Che sensazione ha della situazione nel suo paese, anche alla luce degli accordi, molto criticati, con l'Iran? "Vorrei distinguere la situazione israeliana e mediorientale da quella che riguarda l'Iran. Raggiungere la pace oggi in Medioriente è molto più difficile rispetto a dieci anni fa, oggi è tutta l'area a essere instabile, dalla Siria alle primavere arabe, la Libia, il Libano. Fino a vent'anni fa dovevi negoziare con le leadership laiche di questi paesi, adesso hai le formazioni islamiche, i partiti, l'Isis, Hezbollah ma anche Hamas. È tutto più instabile. Firmi un accordo con un paese poi cambia la leadership e gli accordi saltano. E questo è un aspetto. Israele sta affondando in una sorta di disperazione. Prevale la sfiducia, la percezione diffusa è che le cose non cambieranno, che ci siano troppi interessi affinché possano cambiare. Il governo, poi, cerca una soluzione a senso unico, è come un operaio che vuol fare una riparazione ma dalla cassetta degli attrezzi tira fuori solo il martello. Se avessimo un Nelson Mandela israeliano certo, non raggiungeremmo la pace in un anno ma ora il mio paese è paralizzato dalla paura e d'altro canto anche dal solito messaggio che domina presso alcuni partiti al governo, quello per cui la terra ce l'ha data Dio e non va divisa con altri. Ha presenta Jack Nicholson in Qualcuno volò sul nido del cuculo? Quando tenta di scappare e gli altri ospiti del manicomio lo sfottono? Ecco, lui risponde: la differenza fra me e voi, è che io ci ho provato. Ecco il problema con il nostro governo. Non raggiungono nulla perché neanche ci provano. L'accordo con l'Iran è buono solo perché senza sarebbe stato peggio, ma non è che mi renda felice".

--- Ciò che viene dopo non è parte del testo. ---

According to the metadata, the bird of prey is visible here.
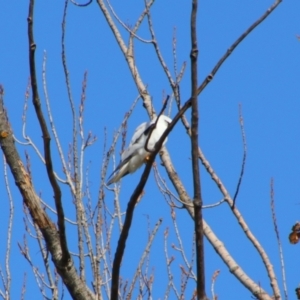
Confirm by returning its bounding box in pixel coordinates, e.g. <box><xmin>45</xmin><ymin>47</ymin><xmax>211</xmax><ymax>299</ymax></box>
<box><xmin>107</xmin><ymin>115</ymin><xmax>172</xmax><ymax>185</ymax></box>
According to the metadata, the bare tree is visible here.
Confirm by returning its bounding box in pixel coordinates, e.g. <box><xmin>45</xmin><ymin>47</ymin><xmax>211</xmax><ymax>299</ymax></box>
<box><xmin>0</xmin><ymin>0</ymin><xmax>296</xmax><ymax>300</ymax></box>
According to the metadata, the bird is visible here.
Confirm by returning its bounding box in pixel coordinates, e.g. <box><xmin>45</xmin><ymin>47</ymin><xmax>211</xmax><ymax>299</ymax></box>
<box><xmin>107</xmin><ymin>115</ymin><xmax>172</xmax><ymax>185</ymax></box>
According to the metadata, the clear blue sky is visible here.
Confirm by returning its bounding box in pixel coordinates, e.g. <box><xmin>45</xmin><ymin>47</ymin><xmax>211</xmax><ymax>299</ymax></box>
<box><xmin>0</xmin><ymin>0</ymin><xmax>300</xmax><ymax>299</ymax></box>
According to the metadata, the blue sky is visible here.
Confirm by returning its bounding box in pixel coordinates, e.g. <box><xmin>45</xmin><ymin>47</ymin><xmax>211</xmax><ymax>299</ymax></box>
<box><xmin>0</xmin><ymin>0</ymin><xmax>300</xmax><ymax>299</ymax></box>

Nel suo libro cita il sionismo, la fondazione dello Stato ebraico, racconta i suoi viaggi nell'est europeo, in particolare in Polonia, la terra di sua madre. Sente le radici o si sente lontano? "È complicato, perché la Polonia ad esempio è il luogo dove ho le mie radici, dove sono cresciuti mia madre e i miei nonni e bisnonni prima di morire nei lager, sempre in Polonia. È la terra dove sono morti molti membri della mia famiglia e, pur avendo avuto molte vittime, è stata anche una terra di collaborazionisti antisemiti. In quel paese sento una specie di storia interrotta, provo gioia, ma anche molta rabbia".

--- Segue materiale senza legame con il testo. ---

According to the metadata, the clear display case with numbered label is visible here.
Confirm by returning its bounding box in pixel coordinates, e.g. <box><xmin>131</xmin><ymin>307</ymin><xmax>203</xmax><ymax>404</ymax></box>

Ora che è morto suo padre ci porterà suo figlio, gli racconterà il passato della sua famiglia? "È strano ma i miei genitori, che sono scampati all'Olocausto, non ne hanno mai parlato con me. Penso che volessero proteggermi e del resto quand'ero bambino mi dicevano 'di questa cosa non si parla', tu obbedivi e tacevi. Mia madre ha sempre detto che non sarebbe mai tonata in Polonia ma mio figlio è molto curioso, vuole sapere dettagli, nomi, a volte è anche imbarazzante perché non so rispondere. A fine maggio faremo un viaggio, mia madre, io e mio figlio e lei ha deciso di tornare per la prima volta dopo settant'anni, vuole mostrare al nipote i suoi luoghi, cose che a me non ha mai detto né fatto vedere. Ha capito che la memoria va preservata e non si deve trasmettere in modo astratto ma con i dettagli, con i nomi delle persone, toccando e facendo vedere i posti in cui si è vissuto".